Every morning I see the woman in a scarf. It’s either black or red; and once it was a tan scarf that looked like one I’d had as a kid that was unthreaded to death by a washing machine when I was 12.
Other than the scarf, the smoking woman dresses sort of like she’s about to take part in an equestrian show. She wears tall black boots, tight trousers, and a tan field jacket. She is always smoking a cigarette.
The woman in the scarf is my morning time gauge.
We pass each other three mornings a week, always somewhere between 7:15 and 7:20, when she is on her way from the metro to her office in the buildings near my flat and I am on the way to the metro to get across Prague. I have no idea where her commute starts, all I know is that I see her every morning. And depending on where I see her, I am either on time or very late.
There really is no in between. I am never late and I am never early. It is the by-product of being an obsessive son of a bitch. The latest I ever am is between fifteen and twenty minutes early for work, which is just about on time. Any closer to H Hour of a class equals late, and throws my day into a descending stairway of grumpiness.
But today, I am running late, meaning I’ll hopefully get to work ten minutes early. Maybe five minutes early.
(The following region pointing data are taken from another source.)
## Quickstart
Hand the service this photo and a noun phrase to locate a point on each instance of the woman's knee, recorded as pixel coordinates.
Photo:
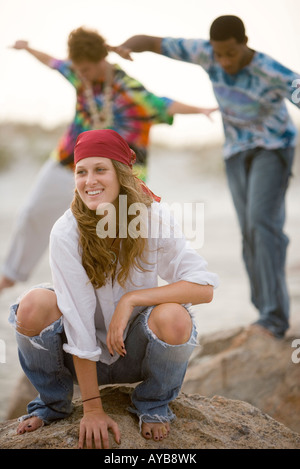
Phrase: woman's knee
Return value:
(171, 323)
(37, 310)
But this is barring any holdups on the way and holdups are a thing that permanently roost, make love, and multiply in the mind of an obsessive SOB. Just as they are today.
I don’t know why I am late today. Maybe it’s the fact that it’s dark. Always dark. I have been getting up at 5 am for a few weeks to get my writing in before work, but today it just didn’t happen. Even after I woke up and I simply had to get up and put water on my body before putting on clothing, I still didn’t move. I just lie there asking the lizard people who run our Matrix to let me stay in bed. But I got no answer, so I got up and put water on my body and coffee in my body and then I left. I’ll have to eat my grapefruit in between classes.
I pass the woman in the scarf just near my corner, when she is already finished with her cigarette. Even she eyes me in a way that asked what I am doing all the way back here and then she checks her watch. We obsessive SOBs know one another. I shuffle forward in hurry.
The rest of the day will be completely thrown off now. I usually spend my tram time reading and my walking time making mental tweaks to lesson plans. But today all I can do is worry that I might be late, so on the tram I alternate my gaze between Lucky Jim and the clock at the front of the tram. I wonder if the woman in the scarf’s day will be any better.